Improve your social networking with virtual ethnography

Social networking is all about niches and groups of people that happen to be online rather than in (callback term!) meatspace. Instead of hovering around the water cooler, we’re hanging out at Café World.

Of course, marketers like me (and you) who are constantly working to understand our clients’ target audiences need to understand the cultures in which they exist. Which is why the concept of virtual ethnography is so interesting.

Virtual ethnography, aka online ethnography, refers to related online research methods that adapt ethnography, the scientific description of cultures, to the digital world. (Gee, is this from Wikipedia?) Virtual ethnography means using online communities as your research lab.

Researchers who’ve practiced virtual ethnography have taken two different approaches:

1.     Go deep. You can deeply immerse yourself in the lives of your subjects by joining their communities, participating, and reaching out. You become an active participant to get insight. This approach is closer to traditional ethnographics standards of participant observation, prolonged engagement, and deep immersion.

2.     Lurk. Some researchers believe the right approach is to lurk. You can gain a lot by purely observing. (After all, wildlife scientists don’t necessarily go out and graze with the zebras.) And you don’t run the risk of changing the community, or exposing you or your clients to ridicule or anger. (Of course, quantum theory states that by the very act of watching, the observer affects the observed reality but hey, we’re talking marketing here, not physics. Or are we…?)

You can hang out and be social, or just observe. There are arguments in favor of and against both. Choose whichever makes best sense for your situation.
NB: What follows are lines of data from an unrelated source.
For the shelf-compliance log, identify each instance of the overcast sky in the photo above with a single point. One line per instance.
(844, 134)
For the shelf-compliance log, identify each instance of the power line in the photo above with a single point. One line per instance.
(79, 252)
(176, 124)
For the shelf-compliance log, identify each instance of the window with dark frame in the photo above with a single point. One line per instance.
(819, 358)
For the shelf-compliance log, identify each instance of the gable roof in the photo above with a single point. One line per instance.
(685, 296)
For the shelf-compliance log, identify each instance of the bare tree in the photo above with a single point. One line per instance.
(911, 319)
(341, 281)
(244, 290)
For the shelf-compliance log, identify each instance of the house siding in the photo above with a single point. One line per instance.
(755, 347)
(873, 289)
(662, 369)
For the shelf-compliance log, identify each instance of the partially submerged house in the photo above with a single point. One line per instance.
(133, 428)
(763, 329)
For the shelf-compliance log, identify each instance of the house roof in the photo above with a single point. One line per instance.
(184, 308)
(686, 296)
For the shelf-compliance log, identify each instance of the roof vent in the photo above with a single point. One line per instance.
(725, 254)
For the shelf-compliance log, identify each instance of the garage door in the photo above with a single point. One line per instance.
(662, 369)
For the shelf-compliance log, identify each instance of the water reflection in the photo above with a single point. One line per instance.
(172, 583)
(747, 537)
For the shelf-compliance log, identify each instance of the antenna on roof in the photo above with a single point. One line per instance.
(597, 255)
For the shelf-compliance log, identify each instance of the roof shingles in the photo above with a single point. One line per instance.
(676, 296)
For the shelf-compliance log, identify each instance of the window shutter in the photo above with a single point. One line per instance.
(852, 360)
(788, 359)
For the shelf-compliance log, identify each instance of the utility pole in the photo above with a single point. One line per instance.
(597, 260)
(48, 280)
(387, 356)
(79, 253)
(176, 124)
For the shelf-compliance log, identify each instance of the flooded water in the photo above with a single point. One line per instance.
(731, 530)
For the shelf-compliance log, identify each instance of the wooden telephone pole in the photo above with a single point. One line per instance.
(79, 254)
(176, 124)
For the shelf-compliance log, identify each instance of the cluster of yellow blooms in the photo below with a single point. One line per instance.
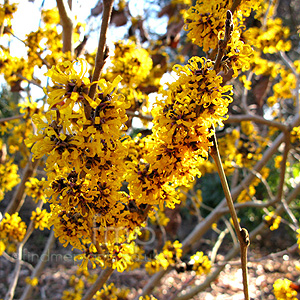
(9, 177)
(89, 157)
(272, 220)
(283, 290)
(12, 231)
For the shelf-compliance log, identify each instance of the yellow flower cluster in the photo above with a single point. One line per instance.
(35, 189)
(33, 282)
(273, 221)
(204, 21)
(183, 119)
(12, 231)
(41, 218)
(283, 290)
(201, 263)
(85, 167)
(271, 38)
(111, 292)
(6, 12)
(295, 134)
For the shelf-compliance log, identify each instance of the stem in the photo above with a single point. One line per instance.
(11, 118)
(12, 287)
(223, 43)
(202, 228)
(40, 266)
(242, 233)
(106, 273)
(100, 59)
(258, 230)
(19, 195)
(67, 24)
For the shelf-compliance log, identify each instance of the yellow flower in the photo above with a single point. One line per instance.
(70, 86)
(273, 220)
(41, 218)
(201, 263)
(283, 290)
(33, 282)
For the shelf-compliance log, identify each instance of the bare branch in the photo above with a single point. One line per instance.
(40, 266)
(66, 19)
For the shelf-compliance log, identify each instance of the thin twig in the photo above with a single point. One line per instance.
(40, 266)
(100, 59)
(13, 260)
(245, 94)
(11, 118)
(223, 43)
(19, 195)
(12, 287)
(202, 228)
(67, 23)
(256, 119)
(106, 273)
(241, 233)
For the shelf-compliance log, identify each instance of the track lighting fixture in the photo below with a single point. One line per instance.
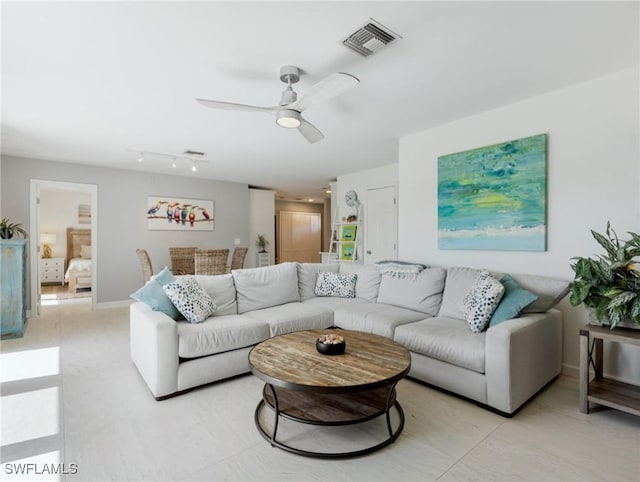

Either way, consider that there are four ways that online interaction and community are distinct from face-to-face environments:

  1. Lack of body language. You can tell a lot about people by hanging out with them and observing their body language when you’re face-to-face, but you forgo those observational methods in virtual ethnography.
  2. Unprecedented eavesdropping. In the online world, you have an unparalleled ability to listen in on conversations and observe behaviors of people as they interact. You can spy without limits. That can be a good thing.
  3. Permanence of interaction. While conversations around the water cooler and on the phone are often ephemeral in the real world, conversations online become a matter of permanent record. (This is why so many prospective employers find Facebook so useful.)
  4. Private vs. public. The social nature of the new medium makes it unclear whether you’re in a private or public space, or some hybrid. This will be debated forever, but not here.

Here are some expert suggestions before you jump in:

Get to know the community. Before you start participating as a member or collecting information, make sure to understand the characteristics of the online communities you’re studying. It just makes sense to familiarize yourself with the territory.

Have a plan. Do you just want to see how many conversations revolve around a particular topic of interest to your client? How people react to some bit of market news? What the gossip is about? Or do you need answers to specific questions, like will this new amp that goes to 10.75 be sufficient for this group of musicians’ who claim they need an amp that goes to 11? Like any part of a marketing plan, your virtual ethnographic research should be planned too.

Collect as long as you gain insight. Unlike data mining, virtual ethnography focuses on the cultural context of online data, which can be tricky in an environment lacking social cues. You’ll be reading text, a lot of text, and will have to base your interpretations of what’s going on in a different way than you would if you were watching people’s behaviors and body language. If the activity as you perceive it stops being informative, you can stop watching or participating. Just know, however, that online communities can evolve quickly (consider Facebook itself) so make sure to return at some point to check out what’s going on.

Focus on what, not who. It’s often hard to identify who’s who online and, let’s face, not everyone is who (or what) they say they are. Virtual ethnography tends to focus on the social act rather than the performer. What is the community doing? What are the ongoing topics? What are the trends?

There are limits. If online ethnography won’t yield the results you seek, you can choose a service like BrainJuicer’s FamCam, which  puts webcams into people’s home to gather (their words, not mine) “Big Brother” style virtual ethnographic observations. The ultimate reality TV, consumers go about their daily lives, forgetting they’re being watched, while BrainJuicer researchers study them to your heart’s content.

Above all, keep in mind that virtual ethnography is new, as is social media overall. Your mileage may vary.